Art and Womanhood
It's been hard this past week to create. The country is harboring such a sense of sadness, fear, and hatred, that at times it can make painting seem trivial. And writing about painting? Even harder. I looked at this blank screen for what seemed like hours before deciding what I wanted to say.
You may have never read my artist statement- what exactly my paintings represent (or at least what I strive to make them represent) but I think it's incredibly important to what I'm saying and how a lot of us are feeling right now, so I'll share it again:
"Influenced by my Southern upbringing, my work explores the complexities of femininity as expressed through nature.
Combining traditional subject matter with contemporary compositions and techniques, I strive to display a balance among dualities– creating paintings that are at once both delicate and fragile, while simultaneously brazen and bold.
From afar, my works appear to consist simply of vibrantly painted botanicals. Upon closer look though, their true depth is fully revealed. Utilizing dynamic linework, I encourage the viewer's gaze to slow – guiding them throughout the painting so they may fully experience the nuances and complexities that first impressions (both in art and in life) so often miss."
I was raised to be strong. Not a strong woman, just strong in general. Strong and good. (And by good, I mean that in the sense that I was to be kind, compassionate, and open minded. That my character mattered most, and that I was to always stand by my word. A very literal interpretation of "say what you mean and mean what you say.") I was taught to protect the weak, the disenfranchised, the misunderstood, and to listen closely to the words of others (for those words are what let you see into a person's heart. You can tell a lot about a person just by listening to what they "fill the silence with" so to speak.)

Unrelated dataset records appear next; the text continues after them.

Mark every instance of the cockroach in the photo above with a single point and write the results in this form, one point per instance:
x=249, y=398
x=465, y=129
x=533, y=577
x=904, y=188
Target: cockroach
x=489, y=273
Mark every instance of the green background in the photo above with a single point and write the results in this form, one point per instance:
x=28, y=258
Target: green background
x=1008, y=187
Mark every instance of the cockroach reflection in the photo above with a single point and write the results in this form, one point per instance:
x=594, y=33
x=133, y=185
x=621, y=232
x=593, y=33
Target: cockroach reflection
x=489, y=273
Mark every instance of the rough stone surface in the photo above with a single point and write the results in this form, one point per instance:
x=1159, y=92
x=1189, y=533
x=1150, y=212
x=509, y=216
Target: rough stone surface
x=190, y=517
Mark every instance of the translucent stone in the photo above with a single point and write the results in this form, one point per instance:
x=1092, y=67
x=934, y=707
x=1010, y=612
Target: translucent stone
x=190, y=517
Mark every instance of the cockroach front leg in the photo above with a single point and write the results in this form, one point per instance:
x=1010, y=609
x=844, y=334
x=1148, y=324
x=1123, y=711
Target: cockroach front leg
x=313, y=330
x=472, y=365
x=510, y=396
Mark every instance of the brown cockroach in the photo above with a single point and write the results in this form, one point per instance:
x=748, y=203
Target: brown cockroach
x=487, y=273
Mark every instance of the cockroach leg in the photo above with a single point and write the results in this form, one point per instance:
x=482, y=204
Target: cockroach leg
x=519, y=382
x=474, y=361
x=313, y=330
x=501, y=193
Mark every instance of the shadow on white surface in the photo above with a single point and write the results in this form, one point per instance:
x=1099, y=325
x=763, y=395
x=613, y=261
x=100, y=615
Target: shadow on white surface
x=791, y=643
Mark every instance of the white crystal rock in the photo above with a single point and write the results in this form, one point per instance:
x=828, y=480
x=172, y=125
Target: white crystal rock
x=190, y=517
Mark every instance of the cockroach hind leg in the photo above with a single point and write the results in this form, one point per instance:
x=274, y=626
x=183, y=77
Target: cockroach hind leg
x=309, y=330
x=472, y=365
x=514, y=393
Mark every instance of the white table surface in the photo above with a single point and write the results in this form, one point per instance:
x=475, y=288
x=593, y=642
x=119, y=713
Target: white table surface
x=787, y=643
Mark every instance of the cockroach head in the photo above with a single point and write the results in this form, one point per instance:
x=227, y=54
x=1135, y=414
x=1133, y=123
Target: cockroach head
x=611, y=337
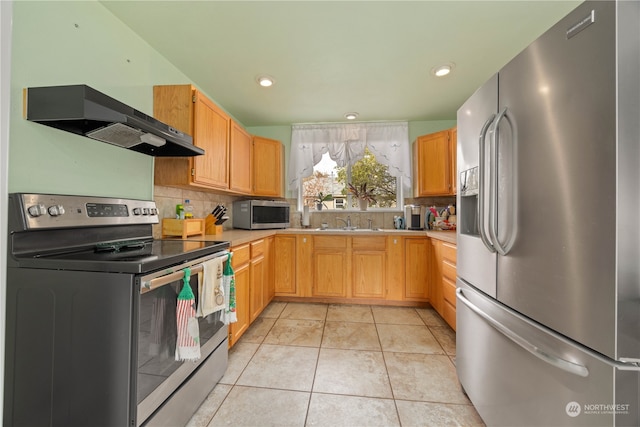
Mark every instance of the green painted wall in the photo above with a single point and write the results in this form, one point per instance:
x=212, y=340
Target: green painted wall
x=73, y=42
x=81, y=42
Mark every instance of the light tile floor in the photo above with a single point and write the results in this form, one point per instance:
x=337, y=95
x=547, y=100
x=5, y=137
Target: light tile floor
x=340, y=365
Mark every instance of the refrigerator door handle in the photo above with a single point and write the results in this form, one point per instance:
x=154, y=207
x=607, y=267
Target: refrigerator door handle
x=565, y=365
x=502, y=248
x=481, y=187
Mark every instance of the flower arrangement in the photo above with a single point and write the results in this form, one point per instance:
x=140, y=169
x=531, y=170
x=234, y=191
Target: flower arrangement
x=361, y=192
x=321, y=198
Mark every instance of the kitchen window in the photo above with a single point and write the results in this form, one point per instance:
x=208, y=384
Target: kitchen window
x=330, y=179
x=327, y=157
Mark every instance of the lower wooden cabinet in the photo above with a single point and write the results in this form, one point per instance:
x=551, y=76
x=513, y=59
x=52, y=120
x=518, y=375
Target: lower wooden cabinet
x=257, y=273
x=444, y=281
x=253, y=268
x=417, y=266
x=284, y=273
x=330, y=272
x=384, y=269
x=240, y=263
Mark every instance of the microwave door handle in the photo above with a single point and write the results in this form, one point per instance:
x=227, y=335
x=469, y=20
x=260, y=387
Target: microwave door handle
x=481, y=185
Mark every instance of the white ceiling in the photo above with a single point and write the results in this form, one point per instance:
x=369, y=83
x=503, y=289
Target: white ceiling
x=334, y=57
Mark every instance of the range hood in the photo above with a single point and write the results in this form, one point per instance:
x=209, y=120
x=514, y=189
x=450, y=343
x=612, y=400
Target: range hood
x=83, y=110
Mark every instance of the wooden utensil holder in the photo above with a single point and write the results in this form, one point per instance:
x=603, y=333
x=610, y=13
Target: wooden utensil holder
x=183, y=227
x=210, y=225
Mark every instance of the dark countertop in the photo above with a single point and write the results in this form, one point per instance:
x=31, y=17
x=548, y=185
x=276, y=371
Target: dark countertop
x=239, y=237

It wasn't until I was much older (and no longer living under my parents' roof) that I felt the weight of "womanhood" and the contradictory spectrum a lot of society would like women to reside within. (i.e. smart, but not too smart; witty, but not too witty, etc.) Instead of being defeated by those contradictions though, I celebrate them in my paintings. Women don't fit easily into a box (nor do I think we should.) We can be strong, opinionated, and smart, while still being nurturing, compassionate, and accommodating. As much as people may try to make women an "either/or," I think women are best at being an "and." Strong and compassionate. Smart and humble. Ambitious and fulfilled. The "and" is why I try to keep my paintings from only being "one thing." They are bright, colorful, and modern, while still being soft, delicate, and calming. They're meant for you to reflect and explore. To really focus and notice the subtle color variations, the varying line work, and the abstraction of reality. They're meant to mirror each of us- complicated and pretty and messy and hard to describe in one word. But in the end, all of those dualities and contradictions combine into something that works- something truly beautiful.